Il était de notoriété publique que la montre d'Augustin était détraquée et pauvre de sens. Il enleva à son tour son haut, le faisant glisser sur sa peau matte. *Bah en même temps, bien sûr qu'elle vaut rien. Des forains qui me l'ont donné.* Augustin avait la particularité, en plus de sa montre, de posséder un front qu'on perdait de vue, même en regardant le ciel. Il s'étirait sur au moins six pieds de longs et sa calvities de jeunesse n'y arrangeait décidément rien. {Me demande si les autres peuvent voir la cigarette au travers de mes fossettes?}

-Vous allez pas vous baigner, vous ? Les filles sont sensées passer ?

-Si, j'allais y aller. Et ça dépend de qui se pointe.

-Mmh. J'crois bien que Paul et Arthur bossent aujourd'hui. {Ça se trouve, ça fait des années que mes mâchoires prennent l'air sans que je m'en sois jamais rendu compte?} Tu les verras pas, j'pense, Os. *En vrai, je devrais arrêter de me ramener avec cette foutue montre. Ça donne trop l'occasion à Timmi de se foutre de moi.* »

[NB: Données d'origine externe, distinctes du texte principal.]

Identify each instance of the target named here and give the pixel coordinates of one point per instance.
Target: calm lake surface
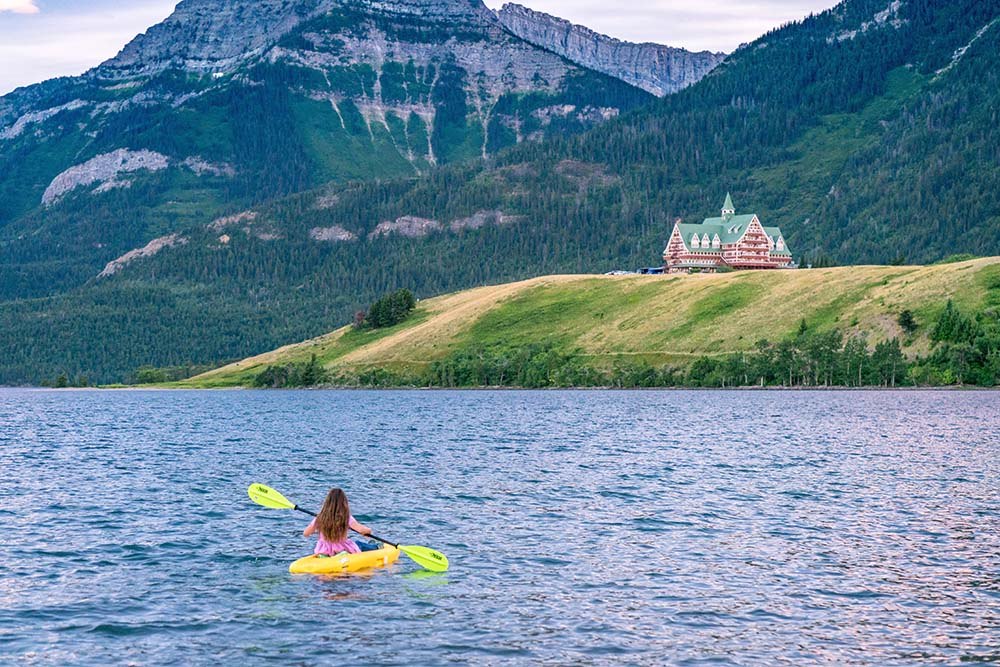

Oscar se cambra sur ses jambes et se retourna pour jeter un coup d'oeil à son vélo qui gisait, son corps de ferraille tordu et écrasé au sol, sa selle embrassant des brins d'herbes et les jeunes pousses déjà grillées des chardons d'été. Il n'était jamais serein de le laisser à la vue de tous, et à l'entière responsabilité des piétons à qui viendraient la mauvaise idée de venir faire leur ballade digestive au bord de ces rives.

« Bon, on y va ?

-J'finis ma clope et je vous suis, les gars. »

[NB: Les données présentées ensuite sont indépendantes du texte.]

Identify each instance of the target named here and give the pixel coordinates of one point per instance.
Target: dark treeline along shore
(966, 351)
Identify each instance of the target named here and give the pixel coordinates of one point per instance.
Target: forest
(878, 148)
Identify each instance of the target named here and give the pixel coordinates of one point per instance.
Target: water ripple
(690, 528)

Oscar s'enfonça dans l'eau froide, entre les éclaboussures des camarades, retenant son torse, comme si les longues veines roses qui le griffaient allaient s'en détacher et sombrer au fond de la rivière en des serpents venimeux. Ses cicatrices firent onduler la surface translucide comme si elle prenaient vie, s'agitant autour de lui en s'entortillant en un millier de reflets obscur de souvenirs.